You decide to wait to order polysomnography based on the data that Maria’s loud snoring has not worsened and she remains awake and cheerful during the day.
Key Points from the Case
1. Obesity results when there is an imbalance between energy intake from food and energy expenditure from physical activity. Therefore, healthful nutrition practices and behaviors such as improved nutrition quality, appropriate portions, daily breakfast, and a daily plan of physical activity are key elements in the prevention and treatment of childhood obesity.
2. Heritability is a critical correlate regarding the prevalence and severity of obesity, with ethnic minorities at higher risk for overweight.
3. An obesogenic environment starting during prenatal development has a significant impact on the development of childhood obesity.
4. The primary care provider should address nutrition and physical activity at every well child visit by consistently monitoring growth parameters (height and weight percentiles) starting at birth and charting BMI beginning at age 2 years.
5. Childhood overweight and obesity typically do not occur as a single family member issue, but rather also as a health issue for other family members. Thus, a family-centered approach is needed as part of the management plan.
6. Motivational interviewing is a technique that establishes a collaborative relationship in the prevention, treatment, and management of a health problem. Offering management options and involving the caregiver and older child with decisions related to types of physical activity to engage in and adopting more healthful food choices encourages the practice of self-care management of the child’s overweight problem.
7. Excessive screen time and food portions, lack of daily physical activity, fast food consumption, and using food as a reward are unhealthful behaviors that should be discussed with parents.

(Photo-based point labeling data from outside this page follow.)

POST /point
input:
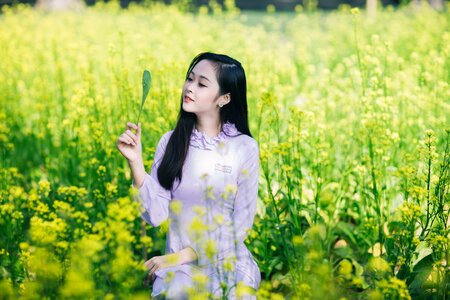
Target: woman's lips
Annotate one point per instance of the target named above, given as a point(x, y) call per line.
point(187, 99)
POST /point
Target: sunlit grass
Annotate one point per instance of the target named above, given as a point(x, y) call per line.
point(351, 116)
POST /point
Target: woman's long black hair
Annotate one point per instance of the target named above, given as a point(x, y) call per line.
point(231, 79)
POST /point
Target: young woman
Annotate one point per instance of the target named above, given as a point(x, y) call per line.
point(204, 178)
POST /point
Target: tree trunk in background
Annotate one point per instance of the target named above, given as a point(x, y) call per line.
point(60, 5)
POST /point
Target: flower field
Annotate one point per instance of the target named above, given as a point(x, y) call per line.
point(351, 113)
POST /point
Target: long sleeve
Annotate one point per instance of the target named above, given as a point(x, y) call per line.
point(153, 197)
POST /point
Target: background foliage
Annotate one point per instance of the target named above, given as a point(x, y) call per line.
point(350, 112)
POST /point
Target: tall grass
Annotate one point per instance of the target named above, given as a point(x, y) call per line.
point(351, 115)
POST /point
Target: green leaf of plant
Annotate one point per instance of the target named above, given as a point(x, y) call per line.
point(146, 82)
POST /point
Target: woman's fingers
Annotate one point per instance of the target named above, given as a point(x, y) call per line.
point(131, 126)
point(132, 136)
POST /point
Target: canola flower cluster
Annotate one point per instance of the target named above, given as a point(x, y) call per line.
point(350, 119)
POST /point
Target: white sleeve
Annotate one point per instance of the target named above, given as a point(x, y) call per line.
point(153, 197)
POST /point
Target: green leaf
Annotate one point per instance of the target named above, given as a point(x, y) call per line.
point(146, 82)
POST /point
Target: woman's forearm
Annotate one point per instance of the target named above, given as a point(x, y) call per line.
point(138, 172)
point(187, 255)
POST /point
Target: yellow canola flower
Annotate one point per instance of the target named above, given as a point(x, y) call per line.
point(244, 290)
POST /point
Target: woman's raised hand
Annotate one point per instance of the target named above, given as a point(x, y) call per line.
point(129, 144)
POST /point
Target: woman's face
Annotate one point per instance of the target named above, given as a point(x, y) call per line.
point(201, 89)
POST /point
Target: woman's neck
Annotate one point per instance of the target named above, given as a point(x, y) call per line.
point(211, 127)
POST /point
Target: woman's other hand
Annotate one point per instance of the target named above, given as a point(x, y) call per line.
point(160, 262)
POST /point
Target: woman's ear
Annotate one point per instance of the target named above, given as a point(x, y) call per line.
point(225, 99)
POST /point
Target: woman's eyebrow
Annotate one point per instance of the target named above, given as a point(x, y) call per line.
point(201, 76)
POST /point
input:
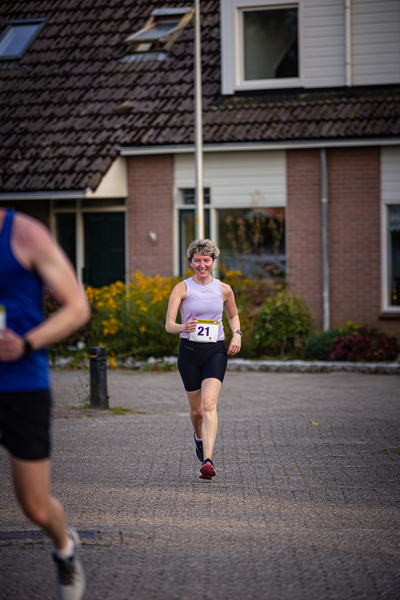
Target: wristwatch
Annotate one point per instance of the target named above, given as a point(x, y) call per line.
point(27, 347)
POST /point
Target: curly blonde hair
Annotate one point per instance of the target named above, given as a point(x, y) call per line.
point(204, 247)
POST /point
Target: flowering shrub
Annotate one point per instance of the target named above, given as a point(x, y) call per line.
point(366, 344)
point(283, 324)
point(130, 320)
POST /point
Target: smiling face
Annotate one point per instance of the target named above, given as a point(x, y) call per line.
point(202, 266)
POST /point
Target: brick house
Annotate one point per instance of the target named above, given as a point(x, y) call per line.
point(301, 110)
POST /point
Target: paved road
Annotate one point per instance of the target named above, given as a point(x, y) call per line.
point(305, 505)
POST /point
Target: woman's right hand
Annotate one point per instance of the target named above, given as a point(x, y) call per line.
point(191, 325)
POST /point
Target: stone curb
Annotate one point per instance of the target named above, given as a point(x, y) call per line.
point(303, 366)
point(272, 366)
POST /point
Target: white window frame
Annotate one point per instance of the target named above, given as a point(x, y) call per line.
point(232, 61)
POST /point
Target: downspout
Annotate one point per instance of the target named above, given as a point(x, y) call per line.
point(325, 243)
point(347, 27)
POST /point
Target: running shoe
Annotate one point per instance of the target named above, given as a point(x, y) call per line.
point(199, 448)
point(71, 581)
point(207, 471)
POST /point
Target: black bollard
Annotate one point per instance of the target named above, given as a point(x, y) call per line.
point(98, 378)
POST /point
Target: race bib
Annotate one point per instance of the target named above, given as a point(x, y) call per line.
point(206, 331)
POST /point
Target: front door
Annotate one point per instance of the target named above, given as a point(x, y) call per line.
point(104, 248)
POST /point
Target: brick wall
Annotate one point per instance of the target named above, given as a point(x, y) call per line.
point(354, 235)
point(39, 209)
point(150, 208)
point(303, 228)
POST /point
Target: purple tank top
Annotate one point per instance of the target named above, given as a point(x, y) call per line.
point(203, 302)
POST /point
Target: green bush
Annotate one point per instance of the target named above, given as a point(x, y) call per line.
point(283, 325)
point(319, 344)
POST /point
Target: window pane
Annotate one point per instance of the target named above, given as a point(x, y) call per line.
point(394, 255)
point(16, 39)
point(66, 234)
point(189, 195)
point(270, 44)
point(252, 241)
point(102, 202)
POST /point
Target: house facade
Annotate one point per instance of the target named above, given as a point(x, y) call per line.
point(301, 133)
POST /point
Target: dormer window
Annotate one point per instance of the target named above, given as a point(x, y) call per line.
point(161, 30)
point(17, 37)
point(269, 43)
point(261, 44)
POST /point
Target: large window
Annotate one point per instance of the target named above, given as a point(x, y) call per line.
point(394, 255)
point(252, 241)
point(270, 43)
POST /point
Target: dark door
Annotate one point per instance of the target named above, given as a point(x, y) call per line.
point(104, 248)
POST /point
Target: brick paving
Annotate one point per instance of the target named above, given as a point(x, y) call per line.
point(305, 504)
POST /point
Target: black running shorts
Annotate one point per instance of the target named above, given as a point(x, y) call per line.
point(25, 424)
point(197, 362)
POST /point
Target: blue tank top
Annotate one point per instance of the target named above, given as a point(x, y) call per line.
point(21, 292)
point(203, 302)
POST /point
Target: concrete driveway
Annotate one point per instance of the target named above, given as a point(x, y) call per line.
point(305, 505)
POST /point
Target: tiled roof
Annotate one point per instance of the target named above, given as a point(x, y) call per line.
point(71, 102)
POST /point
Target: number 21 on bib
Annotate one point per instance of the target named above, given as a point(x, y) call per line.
point(206, 331)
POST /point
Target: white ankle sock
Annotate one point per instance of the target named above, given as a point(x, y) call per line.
point(68, 551)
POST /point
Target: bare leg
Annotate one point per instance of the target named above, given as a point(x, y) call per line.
point(210, 389)
point(32, 487)
point(196, 416)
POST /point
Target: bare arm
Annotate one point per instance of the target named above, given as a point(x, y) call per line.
point(35, 248)
point(233, 318)
point(178, 294)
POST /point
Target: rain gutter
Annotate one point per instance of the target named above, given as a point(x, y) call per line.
point(251, 146)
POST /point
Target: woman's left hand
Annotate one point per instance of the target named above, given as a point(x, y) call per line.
point(235, 345)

8. The emotional toll of childhood overweight and obesity, such as poor self-esteem and victimization by bullying, should also be addressed.
9. Some parents do not believe their child is overweight or at risk for comorbidities that they erroneously believe are adult onset problems.
10. Because of the increased prevalence of childhood overweight and obesity, primary care providers must assume an active role in the prevention and management of childhood obesity.